Darcy Hoogers, Vice President Academic, SAMU

The other issue, like what Hoogers was talking about, is privacy. You don’t know how these companies with market-focused motivations will use the data you input into their systems. In an article for The Hill, Ingram says that AI could force us to radically rethink privacy laws as we know them. 

On top of this, there are considerable issues with bias from several possible places. MacEwan’s Student Guide to AI describes how bias can be fed into an AI through biased data, a biased designer, or simply through how the model chooses to interpret that data. 

AI checkers are another example of this, as they were found to be biased towards flagging papers written by authors whose second language is English. 

With all of these considerations, when we look at Generative AI tools, whether ChatGPT or even the new GenAI functions coming to Grammarly, maybe we need to ask ourselves on a fundamental level — do they align with what we are trying to accomplish with Academic Integrity? Does academic integrity align with what we try to accomplish with university education?

AI Problems; Humans Solutions

If a student wants to use AI in any of Professor Iain MacPherson’s classes at MacEwan, they first need to approach him in advance to get permission and discuss how it’ll be used. 

This is because MacPherson has adopted one of the several “boilerplate” policies laid out by MacEwan’s Centre for Teaching and Learning (CTL). Other profs allow students to use it with disclosure, and some may not permit it all, but the CTL urges most instructors at MacEwan to give educational AI a chance. 

“I’m fine with it. In fact, I know some professors who use it as a teaching aid,” MacPherson says. 

Some professors, MacPherson says, will have students critique the writing that large language models will produce, which he calls “always sort of rubbish writing.” Others may get students to try to synthesize something from ChatGPT. 


“We don’t know how a decision is reached, and we know it’s highly inaccurate or can be,”

Paul Sopcak

Regardless of which of MacEwan’s policies instructors take on, it’s up to them to let students know what’s up — via course outlines and clear discussions with their classes. It’s up to students to follow up and clarify if they are considering using any AI tools. This includes other AI-powered learning aids, like Grammarly and The Quote Bot, not just ChatGPT. 

“That’s where it’s really important that faculty members are super clear about their expectations and the limitations that they set on the allowable use of Grammarly and other tools,” Sopcak says.

Simply put, your professor should be communicating with you, and you should communicate with them. Most people I spoke to for this story will tell you that ensuring these conversations are happening is one of the best solutions for dealing with AI.

Even when it comes to academic misconduct, it’s not guaranteed that first-time offenders misusing AI will receive any blemishes on their transcripts, but it always depends on context. Paul Sopcak says that MacEwan has been moving towards a teaching and learning-centred approach for some time. 

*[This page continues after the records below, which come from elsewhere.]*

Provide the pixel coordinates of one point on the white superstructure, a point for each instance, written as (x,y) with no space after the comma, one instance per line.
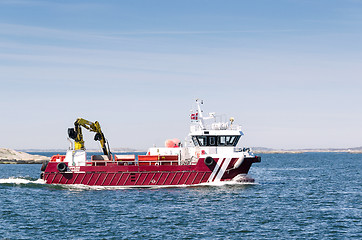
(209,136)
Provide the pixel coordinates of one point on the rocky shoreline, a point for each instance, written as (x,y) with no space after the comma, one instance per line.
(10,156)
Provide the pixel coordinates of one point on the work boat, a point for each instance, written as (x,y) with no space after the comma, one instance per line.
(209,155)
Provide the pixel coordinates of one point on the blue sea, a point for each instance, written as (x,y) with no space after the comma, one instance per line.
(295,196)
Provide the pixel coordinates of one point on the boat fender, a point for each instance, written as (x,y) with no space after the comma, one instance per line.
(62,167)
(44,166)
(238,162)
(209,161)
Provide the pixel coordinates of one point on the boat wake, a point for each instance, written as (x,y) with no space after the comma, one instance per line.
(21,181)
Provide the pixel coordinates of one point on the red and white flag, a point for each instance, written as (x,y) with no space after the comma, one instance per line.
(194,116)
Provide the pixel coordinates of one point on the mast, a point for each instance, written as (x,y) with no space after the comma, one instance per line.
(201,118)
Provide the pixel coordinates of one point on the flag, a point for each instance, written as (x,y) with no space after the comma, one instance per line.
(194,116)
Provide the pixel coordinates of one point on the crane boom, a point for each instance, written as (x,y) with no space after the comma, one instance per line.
(76,134)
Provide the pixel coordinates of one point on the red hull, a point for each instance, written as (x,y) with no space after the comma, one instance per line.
(114,173)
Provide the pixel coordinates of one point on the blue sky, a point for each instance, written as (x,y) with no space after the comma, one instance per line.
(289,71)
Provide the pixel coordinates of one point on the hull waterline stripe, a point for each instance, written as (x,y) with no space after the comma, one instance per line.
(90,179)
(75,179)
(138,178)
(127,179)
(174,175)
(222,162)
(222,169)
(81,181)
(168,174)
(104,179)
(145,178)
(119,179)
(114,174)
(180,178)
(194,178)
(202,177)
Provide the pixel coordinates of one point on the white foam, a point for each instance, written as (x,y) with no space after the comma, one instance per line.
(13,180)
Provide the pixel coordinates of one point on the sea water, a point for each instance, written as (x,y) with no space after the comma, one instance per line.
(295,196)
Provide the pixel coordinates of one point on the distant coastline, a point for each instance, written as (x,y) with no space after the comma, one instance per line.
(22,156)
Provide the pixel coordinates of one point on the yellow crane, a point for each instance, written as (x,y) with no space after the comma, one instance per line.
(76,134)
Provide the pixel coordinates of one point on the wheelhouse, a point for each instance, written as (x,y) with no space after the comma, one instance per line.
(216,141)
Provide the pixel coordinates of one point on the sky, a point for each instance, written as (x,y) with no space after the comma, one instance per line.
(288,71)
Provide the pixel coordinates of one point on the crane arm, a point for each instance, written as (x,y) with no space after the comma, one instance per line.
(76,134)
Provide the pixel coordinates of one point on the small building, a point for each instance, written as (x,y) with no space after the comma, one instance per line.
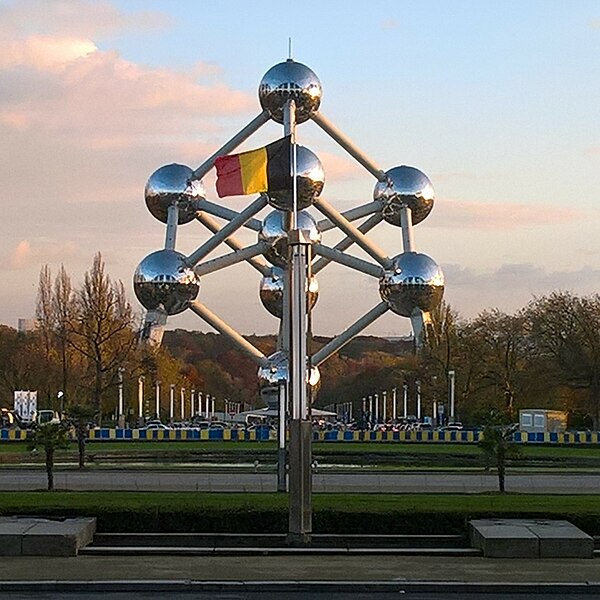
(539,420)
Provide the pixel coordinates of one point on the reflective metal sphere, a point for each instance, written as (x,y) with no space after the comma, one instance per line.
(274,230)
(164,281)
(407,187)
(290,80)
(170,184)
(269,377)
(310,178)
(271,291)
(414,281)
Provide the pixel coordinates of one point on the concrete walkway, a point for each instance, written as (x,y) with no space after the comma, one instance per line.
(358,568)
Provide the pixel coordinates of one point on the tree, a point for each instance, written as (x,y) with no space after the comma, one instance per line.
(565,336)
(51,437)
(80,416)
(63,310)
(496,442)
(103,334)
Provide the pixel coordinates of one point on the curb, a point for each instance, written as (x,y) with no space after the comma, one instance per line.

“The incident report to the academic integrity office really is just a record of a conversation that took place.”

But while the solutions to AI and academic integrity may be more human than we think, Sopcak admits he’s worried about sustaining the relationships between professors and students as the campus grows. 

“Long-term, universities, not just MacEwan, need to think about quality, not just quantity,” Sopcak says.


To learn more about AI literacy, check out MacEwan’s student guide.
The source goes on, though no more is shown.